Comment 11 wolframgarten 2008-04-25 09:44:37 UTC
Ah, now I can reproduce this. Reassigned.
Comment 12 wolframgarten 2008-04-25 09:55:06 UTC
Changed target and owner.
Comment 13 ntsiebel 2008-08-07 09:44:03 UTC
I have checked again and can confirm that the issue is still present in build
2.4.1.6.

Comment 14 hdu@apache.org 2008-08-07 10:09:09 UTC
.
Comment 15 hdu@apache.org 2008-08-13 13:06:57 UTC
I'm sure I've already seen issues with the same root cause in the tracker but I can't find them.
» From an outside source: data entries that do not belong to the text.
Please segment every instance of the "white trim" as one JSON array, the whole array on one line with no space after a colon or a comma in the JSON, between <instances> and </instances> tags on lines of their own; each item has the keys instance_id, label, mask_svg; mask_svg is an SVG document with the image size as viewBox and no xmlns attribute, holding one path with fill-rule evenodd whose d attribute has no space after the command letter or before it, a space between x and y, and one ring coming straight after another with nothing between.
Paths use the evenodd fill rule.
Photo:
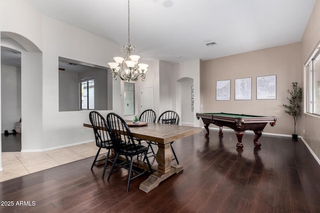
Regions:
<instances>
[{"instance_id":1,"label":"white trim","mask_svg":"<svg viewBox=\"0 0 320 213\"><path fill-rule=\"evenodd\" d=\"M309 150L309 151L310 152L311 154L312 155L312 156L314 156L314 159L316 161L316 162L318 163L318 164L319 165L320 165L320 160L319 160L319 158L316 155L316 154L314 152L314 151L312 151L312 150L311 149L311 148L310 148L310 147L309 146L308 144L307 144L306 142L306 141L304 141L304 138L302 138L302 137L301 137L301 140L304 142L304 145L306 145L306 148L308 148L308 149Z\"/></svg>"},{"instance_id":2,"label":"white trim","mask_svg":"<svg viewBox=\"0 0 320 213\"><path fill-rule=\"evenodd\" d=\"M188 126L190 127L193 127L194 124L193 123L181 122L181 125L182 126Z\"/></svg>"},{"instance_id":3,"label":"white trim","mask_svg":"<svg viewBox=\"0 0 320 213\"><path fill-rule=\"evenodd\" d=\"M94 141L91 140L90 141L82 141L81 142L74 143L74 144L67 144L66 145L59 146L58 147L51 147L50 148L44 149L21 150L21 152L44 152L46 151L52 150L56 149L70 147L72 146L78 145L79 144L86 144L86 143L92 142L92 141Z\"/></svg>"}]
</instances>

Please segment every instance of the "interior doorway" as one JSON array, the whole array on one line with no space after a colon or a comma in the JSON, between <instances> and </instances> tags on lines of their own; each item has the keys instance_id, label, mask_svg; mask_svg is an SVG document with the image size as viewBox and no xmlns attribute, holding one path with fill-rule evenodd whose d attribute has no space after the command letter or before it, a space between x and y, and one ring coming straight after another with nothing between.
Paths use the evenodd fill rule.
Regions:
<instances>
[{"instance_id":1,"label":"interior doorway","mask_svg":"<svg viewBox=\"0 0 320 213\"><path fill-rule=\"evenodd\" d=\"M21 151L21 52L1 47L2 152Z\"/></svg>"}]
</instances>

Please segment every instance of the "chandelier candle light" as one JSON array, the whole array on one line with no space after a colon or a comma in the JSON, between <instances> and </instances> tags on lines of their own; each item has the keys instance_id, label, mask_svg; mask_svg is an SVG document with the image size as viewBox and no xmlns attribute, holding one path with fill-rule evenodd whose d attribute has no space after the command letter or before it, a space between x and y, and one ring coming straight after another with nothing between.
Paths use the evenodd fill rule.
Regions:
<instances>
[{"instance_id":1,"label":"chandelier candle light","mask_svg":"<svg viewBox=\"0 0 320 213\"><path fill-rule=\"evenodd\" d=\"M119 76L124 81L136 81L141 77L142 81L146 79L146 72L148 70L148 65L138 63L140 56L132 55L131 52L134 51L134 47L130 44L130 0L128 0L128 44L124 45L124 49L126 52L124 58L114 57L114 62L108 63L112 69L111 76L117 79Z\"/></svg>"}]
</instances>

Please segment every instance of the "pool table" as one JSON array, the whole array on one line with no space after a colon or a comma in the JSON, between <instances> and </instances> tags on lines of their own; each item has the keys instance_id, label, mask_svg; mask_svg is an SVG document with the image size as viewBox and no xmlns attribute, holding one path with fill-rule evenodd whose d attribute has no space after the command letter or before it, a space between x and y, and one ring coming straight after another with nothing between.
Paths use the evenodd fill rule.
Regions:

Anyway, this 
seems to be a case of ImplFontData.meFamily aliasing => fixed in CWS vcl93
Comment 16 hdu@apache.org 2008-08-13 16:10:59 UTC
@wg: please check in CWS vcl93
Comment 17 hdu@apache.org 2008-08-13 16:11:43 UTC
forgot to reassign
Comment 18 hdu@apache.org 2008-08-22 09:10:31 UTC
Now I found the real root cause:
When fontconfig's FcFreeTypeCharIndex() is called it tries some charmaps on the FT_Face and doesn't reset it to its 
original. In this case the charmap was changed from FT_ENCODING_UNICODE to FT_ENCODING_APPLE_ROMAN, so 
an U+00E4 (a with diaresis) became an APPLE_ROMAN_0xE4 (per mille sign), etc.
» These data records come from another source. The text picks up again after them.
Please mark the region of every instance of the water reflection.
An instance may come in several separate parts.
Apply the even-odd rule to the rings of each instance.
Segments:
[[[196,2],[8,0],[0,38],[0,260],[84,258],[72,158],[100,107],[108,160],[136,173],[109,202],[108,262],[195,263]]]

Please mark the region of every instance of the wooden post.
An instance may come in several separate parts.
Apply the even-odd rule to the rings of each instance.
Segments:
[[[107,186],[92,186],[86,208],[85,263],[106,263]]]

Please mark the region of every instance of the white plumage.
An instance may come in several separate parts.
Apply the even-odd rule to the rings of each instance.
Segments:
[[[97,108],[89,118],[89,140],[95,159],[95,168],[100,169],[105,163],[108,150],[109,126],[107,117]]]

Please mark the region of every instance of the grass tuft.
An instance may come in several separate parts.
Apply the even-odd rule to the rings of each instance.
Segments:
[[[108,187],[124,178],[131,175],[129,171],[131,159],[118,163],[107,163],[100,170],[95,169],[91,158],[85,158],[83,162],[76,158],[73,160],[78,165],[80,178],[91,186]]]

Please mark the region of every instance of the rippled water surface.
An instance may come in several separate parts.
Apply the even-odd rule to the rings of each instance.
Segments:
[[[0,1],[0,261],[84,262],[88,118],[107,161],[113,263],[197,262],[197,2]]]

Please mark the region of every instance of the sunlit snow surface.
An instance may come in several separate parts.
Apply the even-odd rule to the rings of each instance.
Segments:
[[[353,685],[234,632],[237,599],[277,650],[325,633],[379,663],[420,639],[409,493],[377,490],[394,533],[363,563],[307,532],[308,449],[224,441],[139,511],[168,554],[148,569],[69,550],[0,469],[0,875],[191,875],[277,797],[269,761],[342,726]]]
Disabling the patch from issue 72129 fixes the bad regression.
Comment 19 hdu@apache.org 2008-08-22 09:35:20 UTC
Created attachment 55933 [details]
quite minimal bugdoc
Comment 20 hdu@apache.org 2008-08-22 09:45:12 UTC
Only certain document fonts were affected by the problem, because FcFreeTypeCharIndex() was only 
called when glyph fallback got involved. ASCII chars did not hit the problem because the problematic call 
usually just set another latin encoding.
Comment 21 caolanm 2008-08-22 10:33:13 UTC
Created attachment 55940 [details]
a thought
Comment 22 caolanm 2008-08-22 10:35:03 UTC
It would have been really good if the FcFreeTypeCharIndex api had any mention
that it did that :-(

The alternative patch there might also work (?) but I can understand once bitten
twice shy, so maybe something like that for a future version
Comment 23 wolframgarten 2008-08-22 10:51:03 UTC
Verified in CWS.
Comment 24 hdu@apache.org 2008-08-22 11:12:07 UTC
@cmc: yes, your patch solves the problem too. I sent a similar patch to the fontconfig list to fix the 
unexpected side effect in the library itself.
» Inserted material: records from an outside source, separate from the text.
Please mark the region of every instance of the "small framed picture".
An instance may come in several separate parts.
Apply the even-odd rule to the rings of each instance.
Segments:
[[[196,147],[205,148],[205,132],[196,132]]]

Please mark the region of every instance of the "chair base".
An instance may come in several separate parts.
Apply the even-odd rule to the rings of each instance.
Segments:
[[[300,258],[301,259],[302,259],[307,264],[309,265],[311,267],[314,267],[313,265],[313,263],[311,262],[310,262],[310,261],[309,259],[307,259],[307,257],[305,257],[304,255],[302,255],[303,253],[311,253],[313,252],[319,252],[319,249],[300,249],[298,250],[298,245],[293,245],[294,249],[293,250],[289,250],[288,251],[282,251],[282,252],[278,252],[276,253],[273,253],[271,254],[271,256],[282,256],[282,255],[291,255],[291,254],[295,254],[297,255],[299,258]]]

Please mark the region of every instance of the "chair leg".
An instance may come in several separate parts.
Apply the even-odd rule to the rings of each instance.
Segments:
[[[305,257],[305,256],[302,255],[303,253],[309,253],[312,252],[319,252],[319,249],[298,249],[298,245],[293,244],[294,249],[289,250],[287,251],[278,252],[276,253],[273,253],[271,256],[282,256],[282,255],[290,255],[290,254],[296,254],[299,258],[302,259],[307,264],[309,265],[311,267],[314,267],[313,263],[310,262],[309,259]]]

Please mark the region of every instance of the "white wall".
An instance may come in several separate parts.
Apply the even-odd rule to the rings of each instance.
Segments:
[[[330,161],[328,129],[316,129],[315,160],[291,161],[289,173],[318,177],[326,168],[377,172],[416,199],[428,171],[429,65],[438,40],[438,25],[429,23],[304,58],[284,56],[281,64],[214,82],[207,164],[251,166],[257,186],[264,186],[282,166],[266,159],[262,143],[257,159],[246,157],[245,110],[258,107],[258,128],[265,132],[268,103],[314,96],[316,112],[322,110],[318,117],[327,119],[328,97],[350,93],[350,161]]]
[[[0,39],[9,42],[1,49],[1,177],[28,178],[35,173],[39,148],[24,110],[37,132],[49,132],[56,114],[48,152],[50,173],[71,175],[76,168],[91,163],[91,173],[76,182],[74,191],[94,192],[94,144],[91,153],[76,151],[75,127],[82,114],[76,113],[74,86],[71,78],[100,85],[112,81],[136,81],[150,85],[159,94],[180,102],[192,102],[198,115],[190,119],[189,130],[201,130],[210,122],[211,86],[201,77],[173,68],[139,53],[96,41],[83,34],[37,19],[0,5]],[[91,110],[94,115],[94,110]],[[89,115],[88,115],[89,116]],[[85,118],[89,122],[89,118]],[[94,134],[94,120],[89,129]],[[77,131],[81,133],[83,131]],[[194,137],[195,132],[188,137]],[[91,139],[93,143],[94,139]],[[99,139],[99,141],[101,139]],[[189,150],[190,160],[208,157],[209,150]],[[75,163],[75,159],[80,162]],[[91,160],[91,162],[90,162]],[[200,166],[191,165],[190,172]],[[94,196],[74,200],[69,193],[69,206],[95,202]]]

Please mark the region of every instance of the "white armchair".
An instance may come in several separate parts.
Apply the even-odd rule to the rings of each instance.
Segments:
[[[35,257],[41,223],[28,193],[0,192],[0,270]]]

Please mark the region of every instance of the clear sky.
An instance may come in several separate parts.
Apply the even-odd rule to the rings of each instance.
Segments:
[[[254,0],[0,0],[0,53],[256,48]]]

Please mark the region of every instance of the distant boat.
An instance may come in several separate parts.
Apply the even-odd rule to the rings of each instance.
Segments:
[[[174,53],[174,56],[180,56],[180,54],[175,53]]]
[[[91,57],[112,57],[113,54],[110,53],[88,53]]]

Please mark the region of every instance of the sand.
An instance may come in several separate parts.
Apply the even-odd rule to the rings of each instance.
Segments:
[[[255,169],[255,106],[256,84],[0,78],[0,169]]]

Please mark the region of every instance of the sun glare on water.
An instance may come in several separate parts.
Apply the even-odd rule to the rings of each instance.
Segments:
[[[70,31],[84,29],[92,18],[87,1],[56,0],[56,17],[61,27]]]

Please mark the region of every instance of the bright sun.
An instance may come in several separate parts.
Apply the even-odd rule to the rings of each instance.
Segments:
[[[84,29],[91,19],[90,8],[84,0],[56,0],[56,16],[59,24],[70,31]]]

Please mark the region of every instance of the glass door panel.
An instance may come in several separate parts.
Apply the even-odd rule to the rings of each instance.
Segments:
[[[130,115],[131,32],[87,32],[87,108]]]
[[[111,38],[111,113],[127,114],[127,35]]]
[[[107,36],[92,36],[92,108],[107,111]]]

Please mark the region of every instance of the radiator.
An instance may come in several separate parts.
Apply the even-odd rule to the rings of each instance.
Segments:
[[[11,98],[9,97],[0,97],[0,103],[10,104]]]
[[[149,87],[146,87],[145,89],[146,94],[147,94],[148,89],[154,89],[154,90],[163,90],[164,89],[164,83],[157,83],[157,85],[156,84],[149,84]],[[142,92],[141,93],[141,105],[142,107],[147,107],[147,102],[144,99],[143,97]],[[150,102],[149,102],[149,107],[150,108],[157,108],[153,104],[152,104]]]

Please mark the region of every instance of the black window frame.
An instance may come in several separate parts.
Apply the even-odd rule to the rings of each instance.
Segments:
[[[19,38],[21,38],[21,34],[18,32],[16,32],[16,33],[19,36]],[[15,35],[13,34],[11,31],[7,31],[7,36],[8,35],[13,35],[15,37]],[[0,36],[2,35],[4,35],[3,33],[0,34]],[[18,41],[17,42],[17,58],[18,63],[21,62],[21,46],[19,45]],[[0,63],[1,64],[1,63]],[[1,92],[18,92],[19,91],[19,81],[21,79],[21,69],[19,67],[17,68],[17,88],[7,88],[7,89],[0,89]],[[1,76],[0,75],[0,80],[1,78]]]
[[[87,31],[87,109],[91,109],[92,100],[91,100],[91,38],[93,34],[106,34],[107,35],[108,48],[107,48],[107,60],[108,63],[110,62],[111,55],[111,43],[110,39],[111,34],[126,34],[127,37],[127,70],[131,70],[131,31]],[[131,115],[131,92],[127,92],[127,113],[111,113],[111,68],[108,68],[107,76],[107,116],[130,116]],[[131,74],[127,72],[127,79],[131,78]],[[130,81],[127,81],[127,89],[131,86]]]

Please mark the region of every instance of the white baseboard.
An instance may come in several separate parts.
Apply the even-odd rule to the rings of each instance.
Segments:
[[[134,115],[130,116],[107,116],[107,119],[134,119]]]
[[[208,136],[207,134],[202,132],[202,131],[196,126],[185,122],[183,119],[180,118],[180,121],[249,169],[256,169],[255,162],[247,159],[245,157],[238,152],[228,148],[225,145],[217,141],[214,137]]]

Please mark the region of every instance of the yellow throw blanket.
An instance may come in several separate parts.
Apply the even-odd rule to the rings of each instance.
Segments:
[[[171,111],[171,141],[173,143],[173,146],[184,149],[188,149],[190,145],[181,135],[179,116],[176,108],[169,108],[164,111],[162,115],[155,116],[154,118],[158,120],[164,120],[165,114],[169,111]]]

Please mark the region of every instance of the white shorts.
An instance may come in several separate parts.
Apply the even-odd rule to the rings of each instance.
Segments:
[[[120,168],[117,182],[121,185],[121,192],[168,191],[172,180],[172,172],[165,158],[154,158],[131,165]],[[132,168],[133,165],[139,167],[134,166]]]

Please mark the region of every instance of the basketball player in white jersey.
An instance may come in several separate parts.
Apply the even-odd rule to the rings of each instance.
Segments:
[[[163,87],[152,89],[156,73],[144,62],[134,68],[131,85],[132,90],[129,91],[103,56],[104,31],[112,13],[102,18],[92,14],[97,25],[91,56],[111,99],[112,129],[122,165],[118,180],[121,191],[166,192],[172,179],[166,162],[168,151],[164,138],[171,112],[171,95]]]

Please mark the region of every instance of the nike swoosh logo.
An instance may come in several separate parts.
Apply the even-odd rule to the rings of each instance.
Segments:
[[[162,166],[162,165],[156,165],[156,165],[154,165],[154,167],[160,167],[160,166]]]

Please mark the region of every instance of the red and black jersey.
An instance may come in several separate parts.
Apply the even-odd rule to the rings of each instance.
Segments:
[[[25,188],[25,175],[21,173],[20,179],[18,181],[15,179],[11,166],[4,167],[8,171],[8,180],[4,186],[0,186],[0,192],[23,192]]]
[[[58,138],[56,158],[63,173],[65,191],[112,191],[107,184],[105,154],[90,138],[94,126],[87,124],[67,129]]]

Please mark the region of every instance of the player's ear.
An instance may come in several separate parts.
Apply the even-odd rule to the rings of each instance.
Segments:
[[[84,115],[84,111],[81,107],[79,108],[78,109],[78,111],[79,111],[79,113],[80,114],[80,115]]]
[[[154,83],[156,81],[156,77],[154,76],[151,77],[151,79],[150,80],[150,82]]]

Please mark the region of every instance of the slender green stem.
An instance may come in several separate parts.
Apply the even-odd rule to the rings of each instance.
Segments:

But the CWS with the current fix is already closed for development and is really urgently needed for the 
OOo3RC. If the CWS doesn't come back and gets integrated as it is a followup task for the issue 72129-
like problem is due.

self reminder: Since we'll probably link against unfixed versions of libfontconfig for a while it would be 
even better to have psprint's FcFreeTypeCharIndex wrapper fixed, but that would add a new dependency 
to that. So that remains a TODO until we merge psprint into vcl.
Comment 25 hdu@apache.org 2008-08-23 07:27:25 UTC
To help identify duplicates to this issue (e.g. issue 92843 is a candidate) I'd like to point out 
the subtle details to make it understandable out why CJK, Indic and non-ASCII were impacted 
differently by this same root cause:

Fonts nowadays usually have an unicode mapping, many still have an old macos compatibility 
mapping like apple_roman and some important CJK fonts still contain non-unicode legacy 
charmaps, FcFreeTypeCharIndex() changed the FT_Face's charmap by iterating through the 
ones available in the font until it either hit once or until all available charmaps missed. The 
result of that unexpected side effect was that
- non-ASCII latin misses resulted in the FT_Face being changed to apple_roman encoding
- CJK fonts often got the regular unicode mapping back, but sometimes a legacy CJK mapping 
hit first
- Indic, Thai, Hebrew, etc. almost certainly switched back to the unicode mapping at the first 
glyph hit

Now if the scenario resulted in FT_Face being changed back to a unicode mapping everything 
was fine again. If it resulted in e.g. apple_roman then the problem seen in this issue happened. 
In the case of just one legacy CJK mapping being available there usually was no problem too, 
unless the mapping from unicode to legacy mapping differed between OOo and FC. In the 
case of both unicode maps and legacy maps being available in the font, the scenario of many 
glyph misses caused occassional switches between these charmaps. Escpecially since these 
big mappings often have a slightly different coverage.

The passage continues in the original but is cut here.